Jokowi akui bantuan untuk korban cuaca ekstrem di Papua terhambat

Bantuan seberat 50 ton sudah dikirim sejak Rabu (15/7).

Redaksi Merdeka
Oleh Redaksi Merdeka - Reporter
Jokowi akui bantuan untuk korban cuaca ekstrem di Papua terhambat
Jokowi di Papua. ©Setpres RI

Pemerintah mengaku sudah mengirimkan bantuan untuk korban cuaca ekstrem di Lanny Jaya, Papua. Dari Aceh Presiden Joko Widodo memantau distribusi bantuan tersebut.

Menurut pengakuan Presiden, bantuan itu sudah dikirim sejak Rabu (15/7). Namun belum bisa sampai ke lokasi karena gangguan cuaca.

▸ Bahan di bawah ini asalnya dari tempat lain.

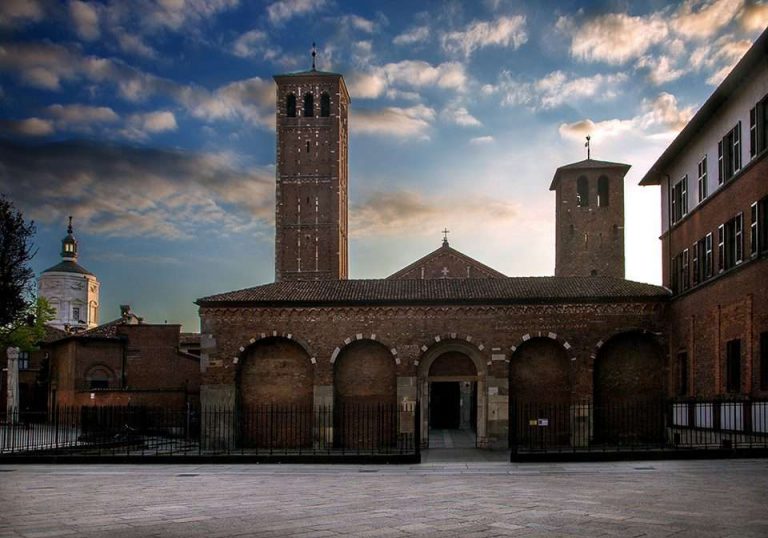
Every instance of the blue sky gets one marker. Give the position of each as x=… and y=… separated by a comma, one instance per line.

"Sudah kita kirim dua hari lalu, sudah di Wamena pagi tadi saya cek, tetapi dari Wamena menuju ke puncak, Lanny Jaya memang cuacanya (buruk). Mudah-mudahan hari ini (bisa sampai)," kata Presiden di Pangkalan Udara Sultan Iskandar Muda Banda Aceh, seperti dilansir Antara, Jumat (17/7).

Presiden tidak menyebutkan jenis bantuan yang dibawa menggunakan pesawat khusus dari Wamena. Mantan Gubernur DKI Jakarta tersebut berharap bantuan dapat segera sampai.

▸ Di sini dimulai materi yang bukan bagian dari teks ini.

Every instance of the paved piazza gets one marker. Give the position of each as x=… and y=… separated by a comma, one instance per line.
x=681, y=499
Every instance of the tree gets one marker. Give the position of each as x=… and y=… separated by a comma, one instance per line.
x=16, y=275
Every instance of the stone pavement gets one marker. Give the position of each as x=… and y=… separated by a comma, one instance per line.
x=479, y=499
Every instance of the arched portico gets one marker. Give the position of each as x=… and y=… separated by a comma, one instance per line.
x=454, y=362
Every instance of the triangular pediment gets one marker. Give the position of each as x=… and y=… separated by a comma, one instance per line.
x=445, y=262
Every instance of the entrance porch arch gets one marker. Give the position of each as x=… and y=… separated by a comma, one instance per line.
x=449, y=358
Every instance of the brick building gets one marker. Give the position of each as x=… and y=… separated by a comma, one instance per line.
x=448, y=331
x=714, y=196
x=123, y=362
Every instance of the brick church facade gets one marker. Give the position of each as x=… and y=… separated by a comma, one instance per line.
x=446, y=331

Sebelumnya, Sekda Lanny Jaya Cristian Sohilait mengatakan, setidaknya ada 10 warga yang meninggal dunia akibat cuaca dingin yang terjadi pada awal Juli.

"Dari laporan yang kami terima, sebelum dilanda hujan es, Distrik Wano Barat yang memiliki 11 kampung itu sempat mengalami kemarau yang menyebabkan tanaman mati," katanya.

Pada 3 Juli lalu terjadi hujan es atau frost yang melanda kampung-kampung di Distrik Wano Barat. Hujan es kembali turun pada 5 Juli hingga mengakibatkan tanaman membusuk.

"Hujan es yang menyebabkan suhu di bawah nol derajat itu pun mengakibatkan meninggalnya warga dan juga ternak," kata Sohilait.